O que demonstra o descaso das duas últimas gestões com a coisa pública foi o fato de o secretário da época, Ramiro Rosário, ter indicado o engenheiro Thierri Moraes para ser o responsável pela fiscalização do contrato com a Bombas Sinos. Em 2020, esse mesmo cidadão mudou de lado e virou diretor comercial da empresa de bombas, aquela que, até 2020, ele deveria fiscalizar. Ou seja, Thierri era contratante, fiscal do serviço e representante da empresa. Sobre isso, o vereador Ramiro Rosário nada fala, já para espalhar fake news é pródigo.

Agora, na maior crise climática da história do Rio Grande do Sul que estamos vivendo, o Sistema Anticheias de Porto Alegre – que segundo vários técnicos e especialistas é eficiente e robusto e deveria proteger Porto Alegre de inundações mesmo que o nível do Guaíba chegasse a 6 metros – falhou, e nossa cidade foi inundada, deixando bairros alagados, destruindo vias, casas, empresas e deixando milhares de pessoas desabrigadas. 

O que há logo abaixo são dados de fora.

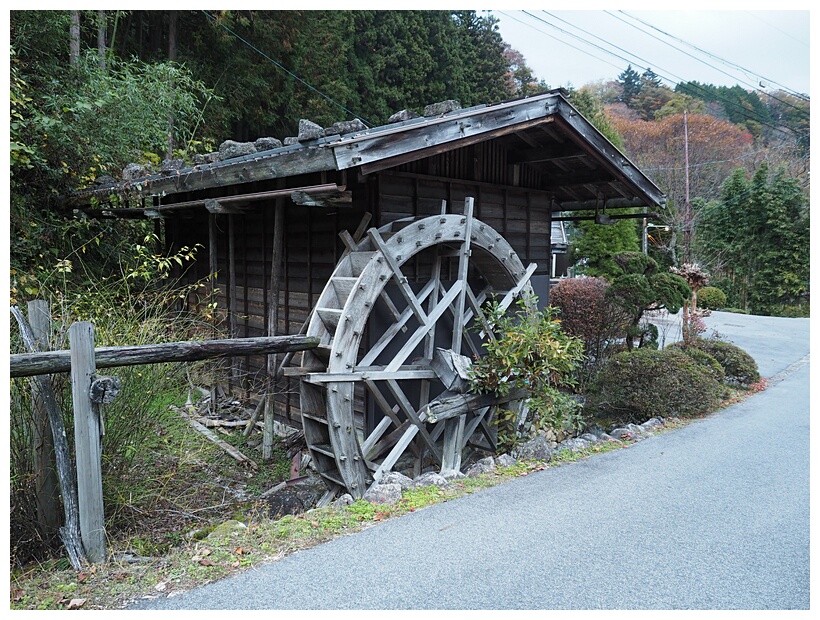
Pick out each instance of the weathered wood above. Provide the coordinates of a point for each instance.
(463, 269)
(273, 322)
(48, 362)
(452, 369)
(45, 471)
(450, 405)
(70, 532)
(228, 448)
(87, 442)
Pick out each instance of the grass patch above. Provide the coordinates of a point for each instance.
(183, 484)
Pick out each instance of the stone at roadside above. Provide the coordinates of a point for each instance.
(505, 460)
(452, 475)
(484, 466)
(653, 423)
(575, 444)
(536, 449)
(383, 494)
(394, 477)
(227, 529)
(430, 478)
(621, 434)
(343, 500)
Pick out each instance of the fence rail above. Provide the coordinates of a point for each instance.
(50, 362)
(84, 531)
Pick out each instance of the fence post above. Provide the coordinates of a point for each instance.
(46, 485)
(87, 441)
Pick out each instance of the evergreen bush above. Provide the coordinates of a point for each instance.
(711, 298)
(636, 385)
(739, 367)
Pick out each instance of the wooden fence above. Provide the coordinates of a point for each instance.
(84, 532)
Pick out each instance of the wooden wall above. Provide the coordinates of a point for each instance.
(312, 246)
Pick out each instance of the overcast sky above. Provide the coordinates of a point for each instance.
(738, 47)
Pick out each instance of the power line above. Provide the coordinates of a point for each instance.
(278, 65)
(718, 58)
(754, 87)
(677, 79)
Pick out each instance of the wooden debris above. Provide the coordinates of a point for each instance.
(206, 432)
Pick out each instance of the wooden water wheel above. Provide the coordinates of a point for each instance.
(393, 320)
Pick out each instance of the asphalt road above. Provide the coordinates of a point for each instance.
(714, 515)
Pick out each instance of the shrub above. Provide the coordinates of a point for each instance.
(740, 367)
(586, 312)
(636, 385)
(711, 298)
(530, 352)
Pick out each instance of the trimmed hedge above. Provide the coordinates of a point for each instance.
(739, 367)
(637, 385)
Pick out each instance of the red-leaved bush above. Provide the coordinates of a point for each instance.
(586, 313)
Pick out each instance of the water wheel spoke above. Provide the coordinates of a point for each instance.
(368, 437)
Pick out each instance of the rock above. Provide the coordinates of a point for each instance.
(394, 477)
(621, 434)
(484, 466)
(452, 475)
(505, 460)
(383, 494)
(574, 444)
(344, 127)
(230, 149)
(308, 130)
(134, 171)
(653, 423)
(267, 144)
(227, 529)
(285, 502)
(442, 107)
(104, 180)
(208, 158)
(638, 431)
(344, 500)
(430, 479)
(171, 165)
(401, 116)
(536, 449)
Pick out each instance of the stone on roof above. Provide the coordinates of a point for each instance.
(442, 107)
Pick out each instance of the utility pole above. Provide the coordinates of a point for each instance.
(687, 211)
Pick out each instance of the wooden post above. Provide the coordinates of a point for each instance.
(70, 532)
(87, 441)
(46, 486)
(273, 326)
(454, 427)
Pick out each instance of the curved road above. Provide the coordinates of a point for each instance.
(714, 515)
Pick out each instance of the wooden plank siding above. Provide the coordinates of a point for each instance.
(312, 246)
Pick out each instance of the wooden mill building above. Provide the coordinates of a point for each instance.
(276, 222)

E aí vem o parecer dos especialistas: o sistema falhou por falta de manutenção. Esses mesmos técnicos apontaram vários pontos em que houve essa falta de manutenção, além da falta de investimentos e modernização do sistema. Também veio à tona um relatório de engenheiros do DMAE que, desde a gestão anterior, denunciava a falta de manutenção e propunham mudanças, dizendo que, se essas medidas não fossem feitas, poderia acontecer o que vimos nesta tragédia. Tanto a gestão Marchezan quanto a gestão Melo desconsideraram essas recomendações. 

O próprio prefeito atual falava, em um vídeo da campanha de 2020, que pontos de Porto Alegre alagavam quando chovia forte por falta de manutenção do sistema e falta de geradores nas casas de bombas. Ele sugeriu que a população trocasse de prefeito para que isso fosse corrigido. A população atendeu seu pedido e trocou, mas, depois de eleito, ele repetiu os mesmos erros e descaso do prefeito anterior. Inclusive, em um balanço feito por um órgão de imprensa, a atual gestão não destinou nem um real para a manutenção do sistema no orçamento público de 2023 e de 2024. 

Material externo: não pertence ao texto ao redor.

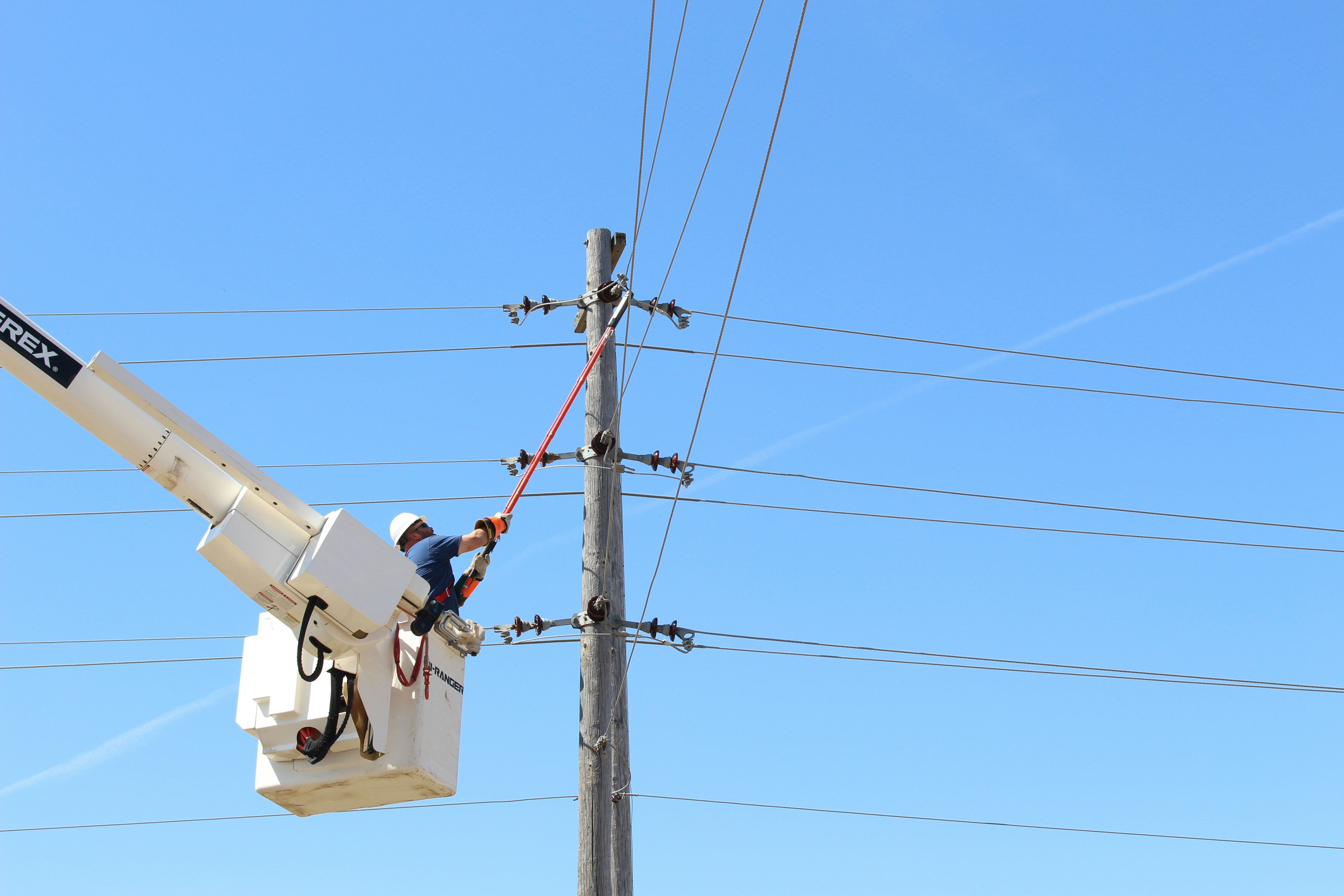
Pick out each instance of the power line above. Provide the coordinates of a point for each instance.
(768, 507)
(199, 637)
(396, 351)
(728, 308)
(1029, 663)
(117, 663)
(994, 526)
(279, 815)
(691, 209)
(994, 824)
(458, 498)
(799, 476)
(1039, 672)
(1013, 351)
(695, 800)
(752, 320)
(658, 142)
(1000, 498)
(275, 311)
(267, 467)
(1050, 386)
(760, 358)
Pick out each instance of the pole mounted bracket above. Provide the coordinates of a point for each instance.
(608, 293)
(679, 316)
(599, 449)
(673, 464)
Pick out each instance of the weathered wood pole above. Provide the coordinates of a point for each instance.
(604, 859)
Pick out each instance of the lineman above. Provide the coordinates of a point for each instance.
(433, 557)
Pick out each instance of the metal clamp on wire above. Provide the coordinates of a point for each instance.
(525, 459)
(656, 461)
(323, 651)
(679, 316)
(397, 659)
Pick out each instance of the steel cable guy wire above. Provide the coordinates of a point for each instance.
(752, 320)
(1039, 672)
(799, 476)
(117, 663)
(1002, 498)
(728, 308)
(994, 824)
(199, 637)
(275, 311)
(994, 526)
(1026, 663)
(698, 800)
(748, 504)
(757, 358)
(1014, 351)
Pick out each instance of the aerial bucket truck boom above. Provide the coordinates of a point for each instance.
(350, 585)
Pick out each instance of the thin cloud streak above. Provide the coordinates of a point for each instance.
(911, 391)
(116, 746)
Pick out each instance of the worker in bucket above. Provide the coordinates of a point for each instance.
(433, 557)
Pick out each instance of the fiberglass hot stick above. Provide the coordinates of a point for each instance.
(470, 585)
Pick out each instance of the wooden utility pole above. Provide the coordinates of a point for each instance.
(604, 862)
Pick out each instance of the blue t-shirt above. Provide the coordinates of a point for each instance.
(433, 559)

Na última chuva forte que atingiu a nossa cidade, depois de muitas pessoas já terem voltado e limpado suas casas, a cidade inundou novamente e, dessa vez, bairros e regiões que não tinham sido atingidos ainda foram alagados, pois colapsou também o sistema de drenagem da cidade e a água voltava pelos bueiros. 

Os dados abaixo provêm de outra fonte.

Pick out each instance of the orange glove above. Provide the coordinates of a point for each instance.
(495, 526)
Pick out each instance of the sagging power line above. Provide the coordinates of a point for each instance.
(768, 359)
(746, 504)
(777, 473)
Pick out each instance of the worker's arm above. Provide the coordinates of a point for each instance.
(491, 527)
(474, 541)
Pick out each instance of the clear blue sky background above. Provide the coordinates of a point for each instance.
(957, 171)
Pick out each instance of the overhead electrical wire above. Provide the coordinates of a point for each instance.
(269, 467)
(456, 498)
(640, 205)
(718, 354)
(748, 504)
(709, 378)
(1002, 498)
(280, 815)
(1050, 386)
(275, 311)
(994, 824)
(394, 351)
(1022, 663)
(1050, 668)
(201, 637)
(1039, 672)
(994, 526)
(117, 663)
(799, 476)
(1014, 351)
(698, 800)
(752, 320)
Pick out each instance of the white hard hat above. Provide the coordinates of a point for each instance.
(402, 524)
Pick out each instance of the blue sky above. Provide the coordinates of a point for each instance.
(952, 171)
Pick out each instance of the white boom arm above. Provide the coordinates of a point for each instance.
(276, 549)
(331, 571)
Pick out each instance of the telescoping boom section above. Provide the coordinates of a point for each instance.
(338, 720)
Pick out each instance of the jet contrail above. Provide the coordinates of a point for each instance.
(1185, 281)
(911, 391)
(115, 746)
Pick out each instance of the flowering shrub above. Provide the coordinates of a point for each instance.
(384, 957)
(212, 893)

Esses acontecimentos acabam com a tese do Estado mínimo e da entrega das funções da prefeitura para a iniciativa privada. Ficou provado que Porto Alegre precisa fortalecer suas empresas públicas, como o DMAE, e criar ou recriar órgãos e empresas como o DEP e a Carris. Nossa cidade não pode ficar à mercê de empresas que só querem lucrar; precisamos reconstruir nossa cidade com políticas públicas e serviços públicos de qualidade. 

* Everton Gimenis é vice-presidente da Central Única dos Trabalhadores do Rio Grande do Sul (CUT/RS) e suplente de vereador em Porto Alegre.

** Este é um artigo de opinião e não necessariamente expressa a linha editorial do Brasil de Fato.